A pelvic floor physiotherapist can teach men how to:

  • Correctly contract the pelvic floor muscles,
  • Maintain a balance of muscle strength and control,
  • Coordinate pelvic floor muscles with the abdominal muscles and breathing
  • Assist in management of constipation, and optimise bowel health
  • Educate regarding aides to assist in erections and help maintain penile health.
  • Address dysfunctions of the lumbo-pelvic complex.

Pelvic Floor Physiotherapy pre-prostate surgery has been shown to significantly decrease both the severity and duration of incontinence (Yao et al 2012). By strengthening the pelvic floor prior to surgery we improve post-operative outcomes, in much the same way as knee rehabilitation prior to  ACL surgery or total knee replacement improves outcomes.

Real-Time Ultrasound

At Bondi Junction Physiotherapy we use Real-Time Ultrasound to assess and educate men on performing a correct pelvic floor contraction. The visual feedback can be invaluable and allows men see the muscles move, in a non-invasive manner (Dorey et al 2005).

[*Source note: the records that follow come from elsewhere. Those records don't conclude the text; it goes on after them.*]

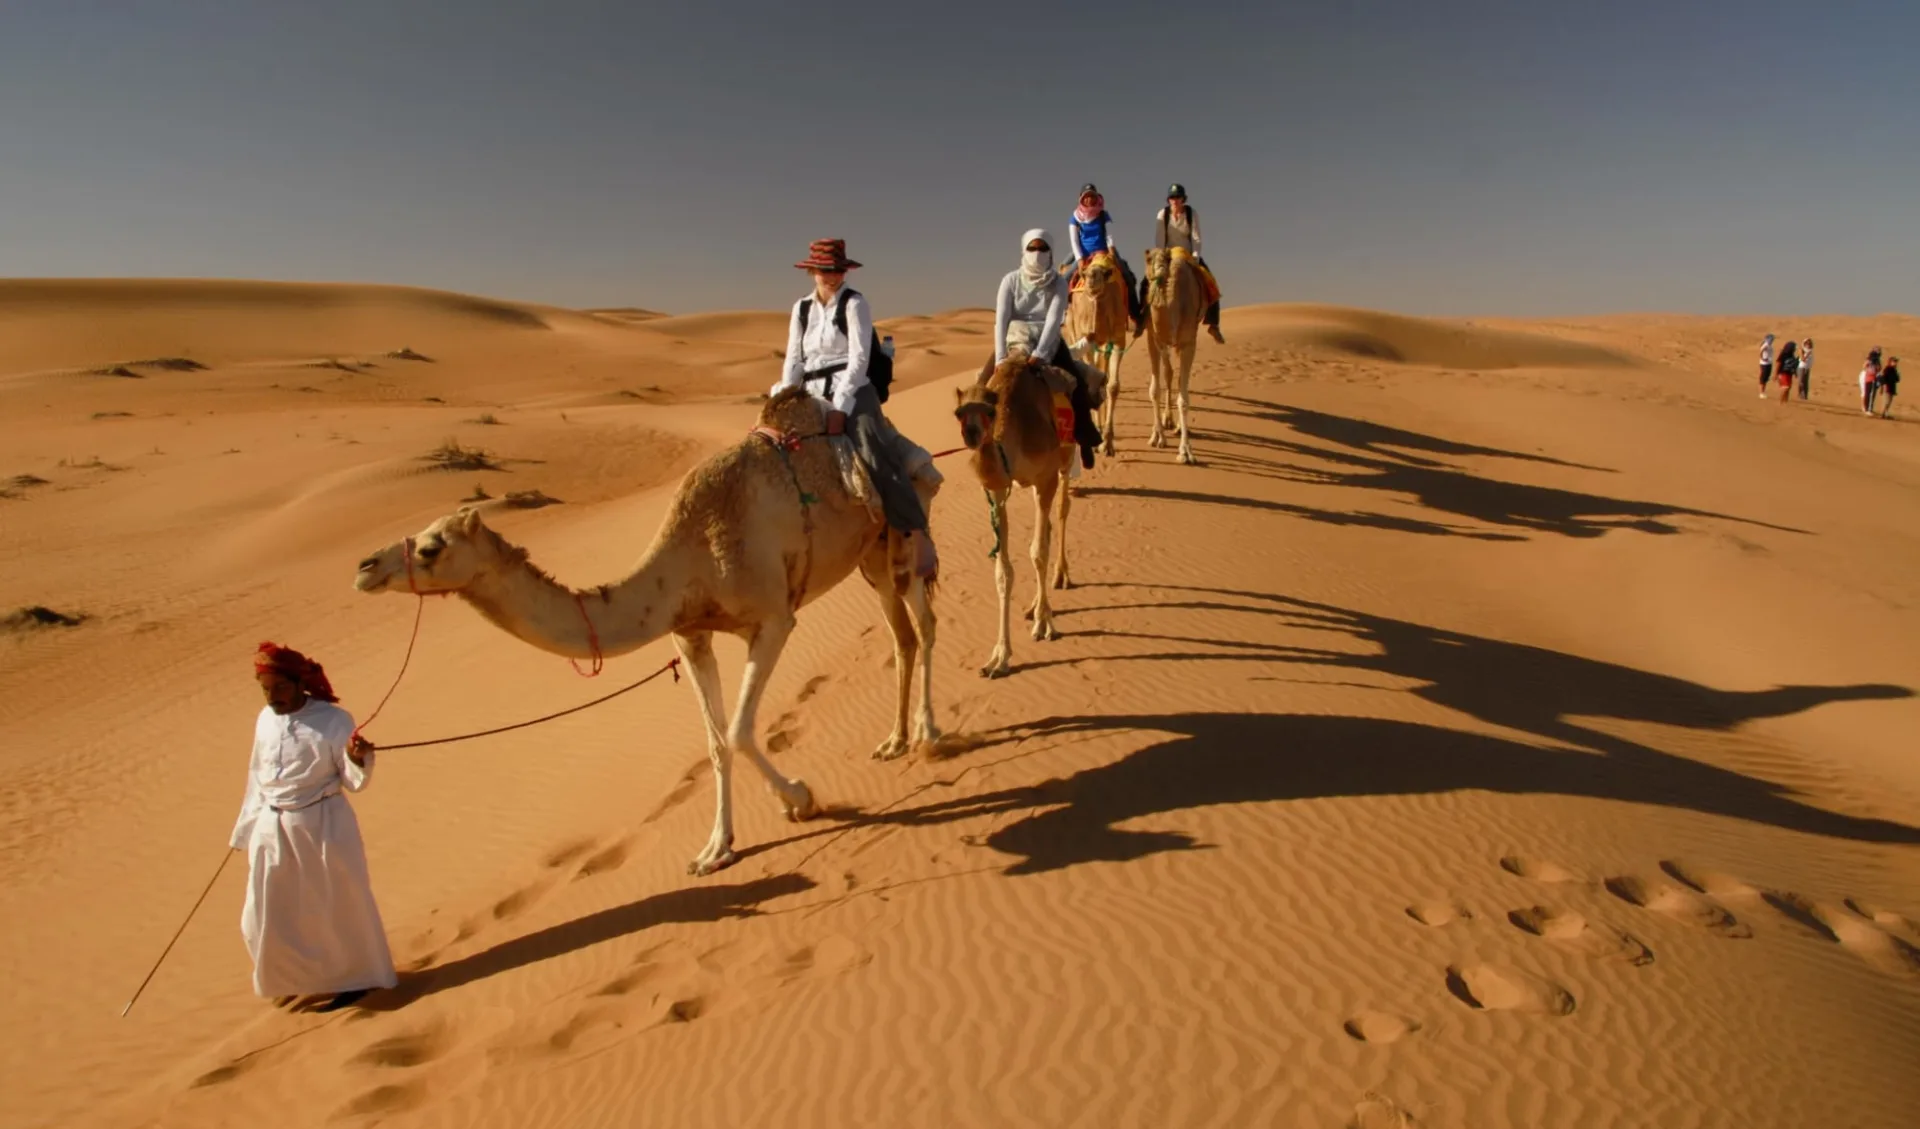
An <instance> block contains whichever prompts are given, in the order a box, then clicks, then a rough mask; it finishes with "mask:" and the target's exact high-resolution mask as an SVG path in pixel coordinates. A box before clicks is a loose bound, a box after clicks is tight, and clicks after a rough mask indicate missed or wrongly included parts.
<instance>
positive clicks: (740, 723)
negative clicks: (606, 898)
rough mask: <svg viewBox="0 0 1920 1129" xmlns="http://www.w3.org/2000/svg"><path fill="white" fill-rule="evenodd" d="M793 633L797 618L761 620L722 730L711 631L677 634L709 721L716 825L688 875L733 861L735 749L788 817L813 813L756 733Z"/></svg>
mask: <svg viewBox="0 0 1920 1129" xmlns="http://www.w3.org/2000/svg"><path fill="white" fill-rule="evenodd" d="M791 632H793V620H791V618H787V620H785V622H770V624H762V626H760V630H758V632H755V636H753V639H751V641H749V645H747V672H745V676H743V678H741V687H739V709H737V710H735V712H733V724H732V726H730V730H728V732H722V720H724V716H726V707H724V703H722V701H720V662H718V661H716V659H714V649H712V634H708V632H701V634H697V636H674V645H676V647H678V649H680V657H682V659H684V661H685V664H687V672H689V674H691V678H693V687H695V691H697V693H699V701H701V716H703V718H705V722H707V758H708V760H710V762H712V768H714V829H712V835H708V839H707V847H705V849H703V851H701V853H699V854H697V856H695V858H693V862H691V864H687V874H701V876H705V874H712V872H716V870H720V868H724V866H730V864H732V862H733V751H735V749H739V751H741V753H745V755H747V758H749V760H753V766H755V768H758V770H760V774H762V776H764V778H766V783H768V787H772V791H774V793H778V795H780V803H781V806H783V808H785V810H787V816H789V818H795V820H804V818H810V816H812V814H814V797H812V791H810V789H808V787H806V783H804V781H801V780H787V778H785V776H781V774H780V772H778V770H776V768H774V766H772V764H770V762H768V760H766V757H764V755H762V753H760V747H758V745H756V743H755V737H753V722H755V714H756V710H758V707H760V695H762V693H764V691H766V678H768V674H770V672H772V670H774V662H776V661H780V651H781V647H785V643H787V636H789V634H791Z"/></svg>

Rebecca Reicher at Bondi Junction Physiotherapy has over 10 years of experience in treating lumbo-pelvic and pelvic floor conditions in men and women. Individualised, comprehensive, and compassionate physiotherapy care is guaranteed.

One comment


    September 23, 2018 at 12:32 am

    Hello Rebecca

    You might like to send a letter to the editor of the latest Medical Observer .
    See article by assoc Prod Eric Chung ‘Think outside the box ‘ on chronic pelvic pain in men.